Sexed semen is also very popular in markets around the world, said Michael Hall, executive director of the Canadian Livestock Genetics Association, which helps market Canadian genetics around the world.
If a dairy farm in Asia has purchased an embryo from Canadian genetics, it wants that heifer calf to have another female, so the minimally greater investment in sexed semen makes sense to them, he said.
International buyers are turning increasingly to genomic young sires, like the North American market, said Hall, and are avoiding creating their own genetic proving system altogether.
Despite the change in genomics, “there’s still a market for good commercial, solid, strong milk cows we are known for,” he said.
There just isn’t as much of a market for highly classified, strong genetic merit cows, unless they test very high for genomics. The definition of a commercial cow has expanded.
A declining milk price in Canada – the tradeoff for quota increases with the creation of a new class of milk that is replacing imports – is also putting pressure on the price of elite cows, although commercial cow price remains strong.

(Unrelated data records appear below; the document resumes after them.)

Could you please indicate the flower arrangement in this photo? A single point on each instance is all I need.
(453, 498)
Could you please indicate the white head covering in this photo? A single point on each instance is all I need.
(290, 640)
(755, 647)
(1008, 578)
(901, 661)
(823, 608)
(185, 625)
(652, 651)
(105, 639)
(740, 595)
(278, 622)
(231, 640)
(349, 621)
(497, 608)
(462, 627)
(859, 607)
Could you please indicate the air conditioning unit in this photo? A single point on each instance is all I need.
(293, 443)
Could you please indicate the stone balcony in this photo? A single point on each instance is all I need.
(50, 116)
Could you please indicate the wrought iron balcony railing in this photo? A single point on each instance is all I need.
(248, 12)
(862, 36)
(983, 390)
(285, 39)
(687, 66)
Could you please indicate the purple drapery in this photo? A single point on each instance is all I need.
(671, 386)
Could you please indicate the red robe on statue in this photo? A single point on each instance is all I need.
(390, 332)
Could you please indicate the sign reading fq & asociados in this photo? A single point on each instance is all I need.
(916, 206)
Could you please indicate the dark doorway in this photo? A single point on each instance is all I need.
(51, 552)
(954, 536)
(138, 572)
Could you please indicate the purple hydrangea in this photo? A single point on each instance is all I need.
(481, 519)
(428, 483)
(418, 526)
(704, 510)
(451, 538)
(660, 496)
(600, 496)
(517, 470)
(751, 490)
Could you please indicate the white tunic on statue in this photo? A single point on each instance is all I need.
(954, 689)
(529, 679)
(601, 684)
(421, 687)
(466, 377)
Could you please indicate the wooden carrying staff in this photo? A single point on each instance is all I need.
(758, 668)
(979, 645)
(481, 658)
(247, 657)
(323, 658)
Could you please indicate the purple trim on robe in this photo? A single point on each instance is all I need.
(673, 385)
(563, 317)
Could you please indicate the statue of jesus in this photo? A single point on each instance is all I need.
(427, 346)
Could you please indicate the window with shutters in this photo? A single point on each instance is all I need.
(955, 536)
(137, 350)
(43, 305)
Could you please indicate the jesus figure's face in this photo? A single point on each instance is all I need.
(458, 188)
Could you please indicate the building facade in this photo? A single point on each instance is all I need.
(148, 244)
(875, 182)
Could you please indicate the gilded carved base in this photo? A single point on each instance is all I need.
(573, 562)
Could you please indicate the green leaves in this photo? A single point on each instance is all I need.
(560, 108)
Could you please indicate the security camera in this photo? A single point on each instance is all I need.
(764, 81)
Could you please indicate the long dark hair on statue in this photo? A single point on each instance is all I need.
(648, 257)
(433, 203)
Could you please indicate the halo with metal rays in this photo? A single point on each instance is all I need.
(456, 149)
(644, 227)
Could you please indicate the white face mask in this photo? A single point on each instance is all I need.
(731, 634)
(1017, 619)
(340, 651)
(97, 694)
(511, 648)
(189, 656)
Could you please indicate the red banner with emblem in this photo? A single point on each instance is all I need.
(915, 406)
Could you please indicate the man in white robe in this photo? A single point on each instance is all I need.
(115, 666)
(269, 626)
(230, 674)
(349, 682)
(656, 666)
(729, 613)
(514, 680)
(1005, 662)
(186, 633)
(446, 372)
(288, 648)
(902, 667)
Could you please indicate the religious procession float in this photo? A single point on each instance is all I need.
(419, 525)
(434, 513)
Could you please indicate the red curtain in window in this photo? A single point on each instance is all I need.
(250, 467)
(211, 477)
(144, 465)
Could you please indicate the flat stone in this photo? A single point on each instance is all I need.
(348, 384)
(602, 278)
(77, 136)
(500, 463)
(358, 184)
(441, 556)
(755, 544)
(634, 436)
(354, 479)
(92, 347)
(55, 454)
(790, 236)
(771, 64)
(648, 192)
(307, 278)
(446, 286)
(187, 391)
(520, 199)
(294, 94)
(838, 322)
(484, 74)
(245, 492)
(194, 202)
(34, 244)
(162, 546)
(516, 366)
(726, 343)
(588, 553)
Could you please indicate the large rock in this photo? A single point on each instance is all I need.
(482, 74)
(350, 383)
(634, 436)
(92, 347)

At the Lehoux farm, as a long-established top-genetics herd, they continue to have local and international buyers for their females, with 30 per cent of their income continuing to come from genetic sales. But the market is changing. Germain, a former president of the Holstein Canada breed association, said they are concentrating more on high milk production, with high components, and expect to be into a new barn in the next five years. Their story is common, with well-managed farms who once made a significant income from the genetics, now competing hard in the milk market, many of them with new barns meaning greater milk production from more cows.
“It’s a brave new world in dairy genetics,” said Semex’s Lohuis.